The case has attracted attention because Ariad claims that the patent, issued in 2002, covers any drug that works by influencing the action of an important protein in the body. Some critics have said that patents covering an entire pathway in the body, as opposed to a particular drug, could hinder drug development.

Executives at Ariad have said that the patent could cover drugs with billions of dollars in annual sales and that it had sent letters offering licenses to more than 50 companies. Last week, the biotechnology giant Amgen filed a pre-emptive lawsuit against Ariad, seeking to shield its lucrative arthritis drug Enbrel from infringement charges based on the same patent.

Lilly argued in the trial that Ariad's patent covered a natural phenomenon and was therefore invalid.

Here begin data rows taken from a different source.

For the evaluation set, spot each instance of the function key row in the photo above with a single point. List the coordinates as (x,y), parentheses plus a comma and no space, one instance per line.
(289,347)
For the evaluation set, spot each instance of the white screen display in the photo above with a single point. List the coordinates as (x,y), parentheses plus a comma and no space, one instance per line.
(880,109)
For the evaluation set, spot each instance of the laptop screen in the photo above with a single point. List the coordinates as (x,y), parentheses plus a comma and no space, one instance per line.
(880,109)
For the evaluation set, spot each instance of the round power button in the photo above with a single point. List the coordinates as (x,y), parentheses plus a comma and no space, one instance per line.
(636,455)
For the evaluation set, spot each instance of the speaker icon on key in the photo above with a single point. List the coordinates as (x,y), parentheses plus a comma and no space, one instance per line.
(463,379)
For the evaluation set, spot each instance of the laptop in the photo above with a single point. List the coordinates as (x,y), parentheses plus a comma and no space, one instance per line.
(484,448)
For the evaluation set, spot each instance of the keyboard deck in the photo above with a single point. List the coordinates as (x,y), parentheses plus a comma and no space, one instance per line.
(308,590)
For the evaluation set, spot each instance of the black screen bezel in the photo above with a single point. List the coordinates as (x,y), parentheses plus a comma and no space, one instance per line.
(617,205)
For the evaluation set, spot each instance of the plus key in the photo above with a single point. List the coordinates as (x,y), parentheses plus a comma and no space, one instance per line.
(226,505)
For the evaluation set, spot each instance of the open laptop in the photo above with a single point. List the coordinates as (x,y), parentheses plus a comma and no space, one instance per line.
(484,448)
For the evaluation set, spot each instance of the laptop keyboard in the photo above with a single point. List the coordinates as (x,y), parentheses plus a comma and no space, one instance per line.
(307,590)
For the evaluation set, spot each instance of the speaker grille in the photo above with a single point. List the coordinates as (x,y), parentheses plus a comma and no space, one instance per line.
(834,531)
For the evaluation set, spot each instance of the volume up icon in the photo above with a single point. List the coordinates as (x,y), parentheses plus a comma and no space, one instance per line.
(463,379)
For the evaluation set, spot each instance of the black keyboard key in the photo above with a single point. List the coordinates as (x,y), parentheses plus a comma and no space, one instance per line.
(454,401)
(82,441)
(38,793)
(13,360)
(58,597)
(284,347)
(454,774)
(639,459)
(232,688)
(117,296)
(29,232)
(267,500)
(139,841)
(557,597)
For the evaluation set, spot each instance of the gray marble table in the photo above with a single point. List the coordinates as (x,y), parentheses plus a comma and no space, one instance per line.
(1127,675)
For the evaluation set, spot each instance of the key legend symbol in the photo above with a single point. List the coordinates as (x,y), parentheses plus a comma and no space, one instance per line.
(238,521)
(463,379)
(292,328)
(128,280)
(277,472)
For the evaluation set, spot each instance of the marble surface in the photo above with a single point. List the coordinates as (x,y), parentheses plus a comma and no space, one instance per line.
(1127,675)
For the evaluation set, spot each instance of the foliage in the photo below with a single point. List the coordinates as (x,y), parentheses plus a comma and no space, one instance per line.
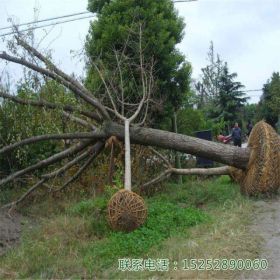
(219,95)
(208,87)
(230,98)
(116,30)
(268,107)
(77,243)
(18,122)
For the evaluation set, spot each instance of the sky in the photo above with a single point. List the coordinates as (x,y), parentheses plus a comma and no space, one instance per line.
(245,33)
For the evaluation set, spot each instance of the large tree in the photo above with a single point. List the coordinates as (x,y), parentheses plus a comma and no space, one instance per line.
(219,94)
(230,98)
(116,26)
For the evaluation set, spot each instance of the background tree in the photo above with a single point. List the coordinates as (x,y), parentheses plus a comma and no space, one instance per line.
(208,87)
(269,105)
(219,95)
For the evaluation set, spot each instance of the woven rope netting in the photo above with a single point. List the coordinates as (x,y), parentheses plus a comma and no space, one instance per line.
(126,211)
(263,171)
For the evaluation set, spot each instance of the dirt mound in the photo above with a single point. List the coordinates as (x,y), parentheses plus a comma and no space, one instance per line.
(10,230)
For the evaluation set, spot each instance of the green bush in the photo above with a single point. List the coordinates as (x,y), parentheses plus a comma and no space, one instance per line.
(164,219)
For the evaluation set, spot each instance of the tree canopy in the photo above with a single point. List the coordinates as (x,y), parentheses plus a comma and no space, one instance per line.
(116,30)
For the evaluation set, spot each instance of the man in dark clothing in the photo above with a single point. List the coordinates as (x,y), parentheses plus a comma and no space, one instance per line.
(236,135)
(249,128)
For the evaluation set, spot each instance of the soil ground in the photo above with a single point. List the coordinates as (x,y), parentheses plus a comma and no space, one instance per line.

It also said its two drugs were under development before the protein at the heart of the Ariad patent was even discovered.

"The Ariad position is equivalent to discovering that gravity is the force that makes water run downhill and then demanding the owners of all the existing hydroelectric plants begin to pay patent royalties on their use of gravity," Lilly's general counsel, Robert Armitage, said Thursday in a statement.

Lilly said it would appeal if a request to set aside the verdict was refused by the trial judge, Rya Zobel. The U.S. Patent and Trademark Office is re-examining the validity of the patent at the request of Lilly.

Ariad's chairman and chief executive, Harvey Berger, disputed Lilly's arguments.